When she thought the wound was sealed, she threw the knife aside, then turned to embrace Brian, pressing kisses to his hot face and holding him down on the sleeping bag to keep him from touching his leg or injuring himself further.

“Shh. Shh. It’s all over now. You’re okay. I won’t hurt you anymore.” She kissed away the salty tears that seeped from his closed eyes. She would willingly accept the condemnation she was sure to see, if he would only open them and recognize her.

On the third day, despite her efforts, he wasn’t any better. She knew she had to do something to try and get his fever down. She loaded Brian onto the parachute and dragged him into the water, letting it cool his body and ease the swelling in his leg.

Although she was unable to get him to eat, she forced water down his throat. She took care of all his needs, even the most private, all the while watching his strong, masculine body waste away. She studied every shallow breath in and out of his chest, wondering when he would breathe his last.

Taylor woke up the morning of their fourth day at the stream, took one look at Brian, and knew he probably wouldn’t survive until sundown. She splashed his body with cool water. She listened to him murmur and mumble in his delirium, and wondered who would take care of her when the end came.

Her stomach growled. She hadn’t caught a fish or a squirrel or a rabbit in the past twenty-four hours. She felt weak and sick, although she was more sick at heart than anything else. She’d done everything she could to try and save Brian. She was out of tricks.

Brian was going to die.

It had been only twelve days since her Twin Otter flamed out, and they’d jumped into the wilderness. Twelve hungry days. Twelve terrifying days. Twelve wonderful days, because she’d finally found a man who loved her, a man she might have been able to love for the rest of her life, if only he managed to survive the infection in his leg.

It had been her habit to stoke a fire all night to keep the predators away and snatch a nap every morning. She was exhausted and having trouble keeping her eyes open. But she didn’t want to be asleep when Brian passed away. She didn’t want him to die all alone.

She sat beside him, lifted his head onto her thigh, and tried to force a little water into his mouth. It dribbled down the sides of his face.

“Damn it, Brian! Open your mouth and swallow. Do you hear me? I’m not going to die out here alone. We’re going to be saved. So swallow!”

To her amazement, he did.

“See? You’re not gone yet. Keep fighting. Just keep fighting. Don’t give up. Please don’t give up.”

She sobbed. There was no one to hear her cry. No one to chastise her for being weak.

In a fierce voice she said, “I love you. Do you hear me? I admit it. I’m willing to take a chance with you. If we get out of here alive, I promise I’ll give it a try. I’ll love you more than anyone’s ever loved you before, and I expect you to love me just as much.
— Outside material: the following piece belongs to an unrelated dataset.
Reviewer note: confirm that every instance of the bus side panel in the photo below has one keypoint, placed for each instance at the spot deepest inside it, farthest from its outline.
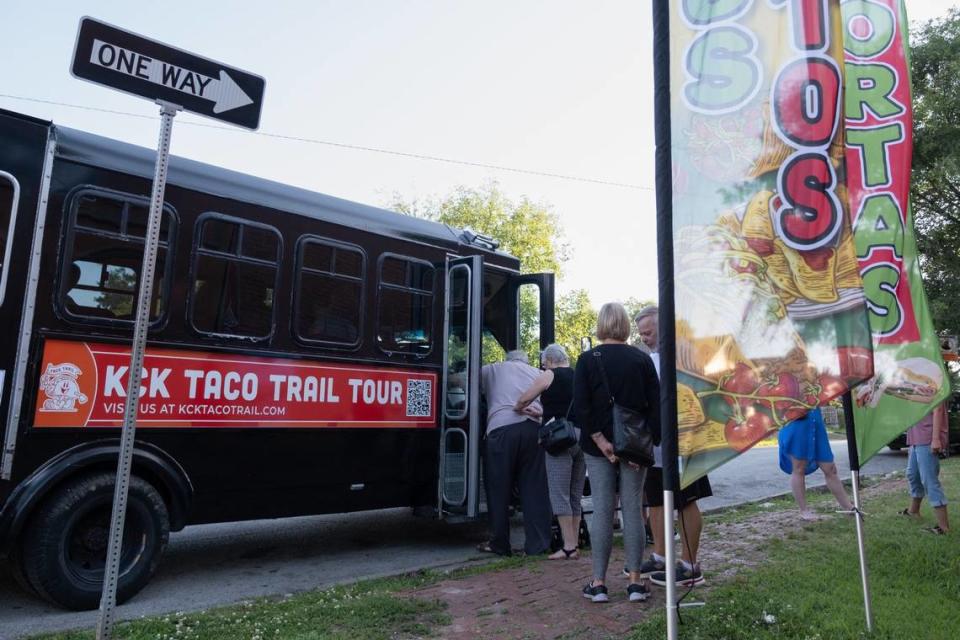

We’ll have those twins—two sets of them—and raise them to care about their aunts and uncles and grandfathers on both sides. We’ll put a stop to this feud as surely and completely as you’ve put a stop to all those fires.”

She swiped at the tears blurring her eyes, unwilling to lose sight of his beloved face.

“Helloooo!” she screamed. “Is anybody out there! Can anyone hear me? Heeeelp! Somebody answer me! Just open your goddamn mouth and say something!”

“I can hear you!” a female voice called back. “Keep yelling!”

At the sound of another human voice, a voice that meant salvation, Taylor’s throat had swollen completely closed, and though she opened her mouth, no sound came out. Tears of frustration spurted from her eyes. She swallowed hard, to get rid of the painful knot preventing speech, then took a deep breath and screamed at the top of her lungs, “We’re here. We’re right here!”

She reached out with two fingers to check the pulse at Brian’s throat. She couldn’t find it.